Entscheidungen: Es ist falsch, einen Depressiven wichtige Entscheidungen treffen zu lassen, besonders, wenn es sich um folgenschwere Entschlüsse handelt (Beruf, Verkauf usw.). Nachdem das Krankheitsbild abgeklungen ist, wird er wieder im Vollbesitz seiner Kräfte sein. Während der depressiven Episode aber wird er alles durch eine "schwarze Brille" sehen, so dass die dabei getroffenen Entscheidungen fast immer zu seinem Nachteil ausgehen. Später sieht wieder alles ganz anders aus und jeder fragt sich dann, wie konnte man nur eine solche Entscheidung zulassen.

 

  Tipps für Angehörige zu Hause
Angehörige haben es häufig sehr schwer. Die Auseinandersetzung und Kommunikation mit Depressiven ist für Familienmitglieder und Freunde sehr schwierig. Häufig versuchen Angehörige, durch Kritik und Kontrolle den Kranken und die Krankheit zu beherrschen. Das ist eine Schutzreaktion, die aber dem Kranken nicht weiter hilft. Sie führt leider zu eine Blockade der Kommunikation und zu weiter wachsenden Spannungen. Besser ist es, wenn sie Mitgefühl zeigen. Das bedeutet: Auch Angehörige haben Gefühle im Hinblick auf den Depressiven, die geäußert werden sollten. Das Akzeptieren und das Äußern dieser Gefühle hilft, den Teufelskreis der depressiven Kommunikation zu sprengen. Erzählen Sie ihrem Partner, welche Gefühle und Gedanken Sie haben.
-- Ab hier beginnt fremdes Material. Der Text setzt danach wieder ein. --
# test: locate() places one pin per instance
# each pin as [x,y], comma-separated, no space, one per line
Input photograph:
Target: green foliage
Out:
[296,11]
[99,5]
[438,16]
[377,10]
Danach tauschen Sie dann die Rollen und er erzählt über seine Gefühle. Sie hören dann ohne Unterbrechung zu.

 

Wichtig ist: Damit die Depression geheilt wird, muss der Betroffene in ärztliche Behandlung. Damit der Kranke aber wieder zur vollständigen Genesung kommt, sollte er unbedingt in ärztliche Behandlung. Das kann vor allem zu Beginn auf heftigen Widerstand stoßen. Depressive halten sich nicht für krank. Möglicherweise schämen sie sich auch, weil sie kein "ordentliches", d.h. für jedermann nachvollziehbares Leiden vorweisen zu können. Ausgerechnet im fortgeschrittenen Stadium ist dann die fehlende Krankheitseinsicht sogar noch typisch und wird durch unglaubliche Schuldgefühle erschwert. So behaupten manche Depressive, "schuldig und nicht krank zu sein", dafür "Strafe und keine Behandlung" zu verdienen. Deshalb dürfen sich die Angehörigen nicht entmutigen lassen, selbst wenn der Patient unnahbar, reizbar oder aggressiv wird. Das ist nicht persönlich gemeint. Die liebevolle Unterstützung und Mitgefühl hilft häufig, den Depressiven zu einer ärztlichen Behandlung zu bewegen.

 

Angehörige dürfen nicht hinter dem Rücken des Betroffenen handeln. Wenn möglich und wenn der Betroffene dies nicht direkt ablehnt, ist es hilfreich, wenn Angehörige den Betroffen beim Arztbesuch begleiten. Häufig können Sie dem Arzt wertvolle Hinweise geben. Das darf aber niemals hinter dem Rücken des Depessiven und nicht ohne seinen Willen geschehen. Dann nämlich wäre das ein Vertrauensmissbrauch, der den Betroffenen entmündigt. So wird er nur in seinen Minderwertigkeitsempfindungen bestätigt.

Sehr hilfreich können Angehörige bei der Einhaltung von regelmäßigen Medikamenteneinnahmen bzw. sonstige Therapievorschläge sein. Die Betroffenen haben häufig ein aus dem Lot geratenes Zeitempfinden, so dass vorsichtige Unterstützung und Anregung den Heilungsprozess fördert. Dies betrifft allerdings eher die krankheitsbedingte Vergesslichkeit, Willensschwäche, Ratlosigkeit oder allgemeine Unfähigkeit zu konkreten Handlungen, weniger den guten Willen des Patienten, denn die meisten Depressiven zeichnen sich schließlich durch gute Mitarbeit aus, wenn sie ihre Krankheit erst einmal als solche angenommen haben.